Test conversion difference and adjust for clustering
Company: Airbnb
Role: Data Scientist
Category: Statistics & Math
Difficulty: Medium
Interview Round: Technical Screen
Using aggregated results for the 7‑day window 2025‑08‑26..2025‑09‑01, evaluate statistical significance and power for conversion uplift, accounting for day‑level clustering:
Given totals: Control (C): visits n_C=10,240, bookings x_C=308; Treatment (T): visits n_T=10,180, bookings x_T=351.
1) Point estimates: compute p_C, p_T, absolute lift (p_T − p_C, in percentage points) and relative lift.
2) Significance: perform a two‑sided test for difference in proportions (unpooled standard error). Report z, p‑value, and a 95% CI for (p_T − p_C). State any continuity correction you apply.
3) Clustering: adjust for day‑level clustering with ICC=0.01 and 7 days per variant. Use design effect DE = 1 + (\bar{m} − 1)·ICC where \bar{m} = n_variant / 7. Recompute effective sample sizes n_eff = n / DE and provide an adjusted p‑value/CI. Explain assumptions and limitations of this correction.
4) Power and sample size: What total visits per variant are required to detect a 0.30 percentage‑point absolute lift from a 3.00% baseline at 80% power and alpha=0.05 using an unpooled z‑test? Show the formula and final n per variant. Then recompute with the design effect from ICC=0.01 to give a clustered n per variant and the implied experiment duration if each variant receives 2,000,000 visits/day.

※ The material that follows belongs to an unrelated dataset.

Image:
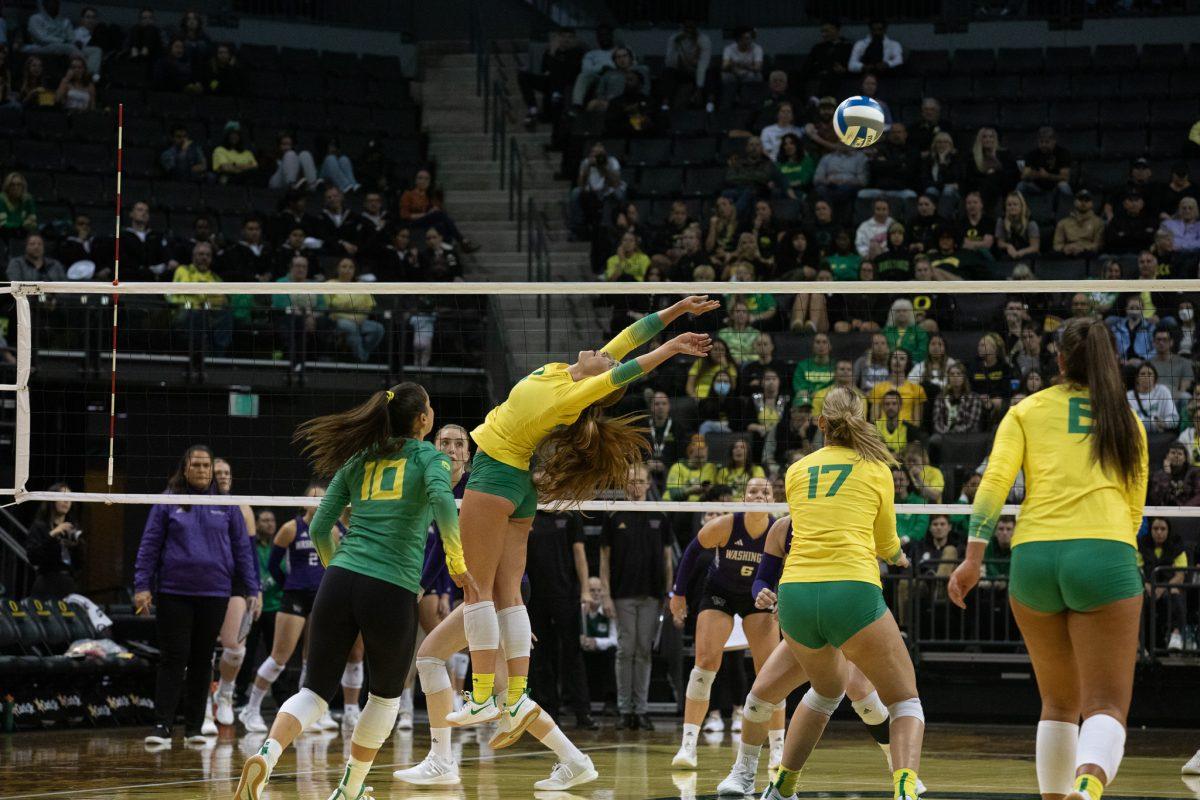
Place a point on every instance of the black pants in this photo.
(349, 603)
(187, 630)
(557, 656)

5) Robustness: briefly describe how you would check day‑to‑day heterogeneity (e.g., Q‑test or interaction with weekday) and how that influences the decision to launch.
Quick Answer: This question evaluates proficiency in statistical inference for A/B testing—estimating and comparing conversion proportions, conducting two-sided hypothesis tests, adjusting for day-level clustering using ICC and design-effect corrections, and performing power and sample-size calculations; it belongs to the Statistics & Math domain for a Data Scientist role and combines conceptual understanding with practical application. It is commonly asked to assess an interviewee's ability to interpret conversion uplift under realistic experimental constraints, account for intra-cluster correlation when estimating effective sample sizes and uncertainty, and reason about experiment duration and robustness checks.